3) Lycra can stretch up to 500% and can return to its original shape
Lycra’s stretchability is far better than that of traditional elastic fibers. It can be stretched very easily and can still stick to the surface of human skin after recovery, with very little binding force on the human body. .
Characteristics of Lycra fiber
1) Wide range of fiber fineness
The fineness range of Lycra fiber is 22~4778 dtex, and the finest rubber yarn is 156 dtex. Because Lycra has a more even tension than other elastic fibers during the weaving process, fabrics containing Lycra have good flatness and a soft hand feel.

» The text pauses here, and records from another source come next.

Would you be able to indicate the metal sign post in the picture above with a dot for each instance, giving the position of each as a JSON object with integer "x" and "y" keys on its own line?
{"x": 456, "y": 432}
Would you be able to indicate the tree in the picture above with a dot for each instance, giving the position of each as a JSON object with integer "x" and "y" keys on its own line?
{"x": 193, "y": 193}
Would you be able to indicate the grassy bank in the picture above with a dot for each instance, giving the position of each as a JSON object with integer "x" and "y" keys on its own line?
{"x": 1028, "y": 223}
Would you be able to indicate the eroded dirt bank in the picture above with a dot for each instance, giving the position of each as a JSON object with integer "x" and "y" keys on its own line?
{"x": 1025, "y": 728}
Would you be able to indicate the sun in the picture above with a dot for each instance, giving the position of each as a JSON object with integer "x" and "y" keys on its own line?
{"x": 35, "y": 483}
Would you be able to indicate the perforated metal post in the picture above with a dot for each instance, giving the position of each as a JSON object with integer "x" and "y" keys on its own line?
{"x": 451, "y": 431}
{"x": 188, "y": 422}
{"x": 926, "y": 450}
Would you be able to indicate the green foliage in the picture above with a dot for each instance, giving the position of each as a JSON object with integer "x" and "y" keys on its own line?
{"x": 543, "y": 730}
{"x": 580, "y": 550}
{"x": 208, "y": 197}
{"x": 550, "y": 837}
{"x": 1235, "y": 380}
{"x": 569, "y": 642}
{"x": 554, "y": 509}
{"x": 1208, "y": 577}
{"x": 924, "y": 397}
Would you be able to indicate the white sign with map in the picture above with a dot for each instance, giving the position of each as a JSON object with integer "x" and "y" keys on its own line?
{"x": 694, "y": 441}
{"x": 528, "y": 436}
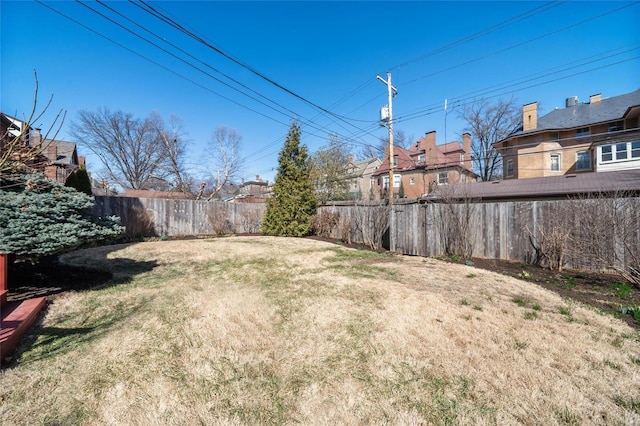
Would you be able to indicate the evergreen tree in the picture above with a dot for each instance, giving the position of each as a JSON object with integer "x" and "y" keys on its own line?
{"x": 79, "y": 180}
{"x": 41, "y": 217}
{"x": 294, "y": 203}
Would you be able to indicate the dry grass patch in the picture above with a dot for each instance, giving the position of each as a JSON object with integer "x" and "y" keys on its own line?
{"x": 261, "y": 330}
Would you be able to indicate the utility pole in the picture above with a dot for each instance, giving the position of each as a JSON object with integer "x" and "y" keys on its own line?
{"x": 391, "y": 93}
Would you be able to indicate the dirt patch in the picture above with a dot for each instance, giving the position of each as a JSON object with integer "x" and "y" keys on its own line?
{"x": 51, "y": 279}
{"x": 607, "y": 292}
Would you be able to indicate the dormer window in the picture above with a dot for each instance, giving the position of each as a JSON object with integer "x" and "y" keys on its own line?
{"x": 616, "y": 126}
{"x": 583, "y": 132}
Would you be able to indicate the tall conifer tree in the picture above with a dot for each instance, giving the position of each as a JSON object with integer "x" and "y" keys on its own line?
{"x": 294, "y": 202}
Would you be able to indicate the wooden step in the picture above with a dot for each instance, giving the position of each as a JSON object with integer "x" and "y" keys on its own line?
{"x": 17, "y": 317}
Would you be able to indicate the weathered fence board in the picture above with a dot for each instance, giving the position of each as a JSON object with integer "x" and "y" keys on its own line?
{"x": 495, "y": 230}
{"x": 175, "y": 217}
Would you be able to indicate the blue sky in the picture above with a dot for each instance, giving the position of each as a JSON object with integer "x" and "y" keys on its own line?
{"x": 325, "y": 54}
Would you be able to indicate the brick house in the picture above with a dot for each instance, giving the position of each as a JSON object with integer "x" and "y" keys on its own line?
{"x": 360, "y": 177}
{"x": 57, "y": 159}
{"x": 600, "y": 135}
{"x": 424, "y": 165}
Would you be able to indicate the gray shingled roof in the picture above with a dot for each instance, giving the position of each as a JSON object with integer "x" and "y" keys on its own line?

2) Higher strength and elongation
The strength of Lycra is 2~4 times that of rubber wire. Because Lycra has greater elasticity than rubber yarn under the same elongation, fabrics containing Lycra have higher elasticity.
3) High temperature resistance
Elastic fabrics are generally made of a small amount of elastic fibers mixed with other fibers. Conventional synthetic fibers must undergo high-temperature heat treatment for heat setting and dyeing, so elastic fibers used for blending must also withstand high-temperature heat treatment. The heat setting temperature of Lycra yarn can reach 195°C, while the highest heat setting temperature of other brands of elastic fibers is 180~185°C. Therefore, under the same high temperature conditions, the stretch rate and resilience of Lycra-containing fabrics are more advantageous than other elastic fabrics.
4) Low washing shrinkage and growth rate
The washing shrinkage and growth rate of fabrics are the main factors affecting the dimensional stability and wrinkle resistance of garments, and are also important indicators that reflect the deformation of fabrics and garments. The low washing shrinkage and growth rate indicate that the garment has good shape retention and the fabric is not easy to deform and wrinkle.
5) Good stretchability and resilience
Appropriate recovery and retention give elastic fabrics comfortable stretchability, shape retention, fit and formability. Lycra can be stretched to a length 7 times longer than the original without breaking; it also has good retractability. When it is stretched by 50%, the retraction rate is greater than 99%; when it is stretched by 200%, the retraction rate is 97%; even if it is stretched When it is 500% longer, its shrinkage rate is also above 90%. The size of the shrinkage rate is related to the thickness of the yarn. The thicker the yarn, the greater the resilience.
Lycra can be dyed with acid, metal complex, reactive and disperse dyes, while rubber thread is not easy to dye.
7) Anti-aging and anti-yellowing
Fabrics or processed garments containing spandex will turn yellow over time due to repeated use or washing. However, the whiteness of Lycra-containing elastic blanks is much better than other spandex fabrics after being left for three months. More, the whiteness is maintained 10%~20% better than ordinary products, and at the same time it hasClothing has a degree of opening and closing, fits the body without being restrictive, and has better drape; children’s clothing is full of vitality and can jump freely after wearing it.
Even well-made suits and jackets will not feel tight or cramped at all. Adding Lycra to knitted fabrics such as sweatshirts, underwear and fitness pants will be both fit and comfortable, and can stretch freely and move as you want.
5) The design features of Lycra
Whether it is a loose or slim design, it is comfortable and natural to wear; it has good drape, no wrinkles, and no It will be too loose, and it fits perfectly, fully embodying the simple and elegant beauty; you can always enjoy it close to the body, and it is fashionable and beautiful.
Disadvantages of Lycra fabric
Lycra fabric has inherent flaws. First of all, a Lycra fabric must be blended with other fibers before it can be formed, otherwise it will be difficult to become a fabric that can be used directly; secondly, Lycra fabric is slightly less soft than fabrics made of modal, pure cotton and other materials; finally, Lycra The fabric has a shorter service life. At the same time, attention should also be paid to the maintenance and cleaning of Lycra fabrics. It is best to use ordinary neutral cleaning products for cleaning.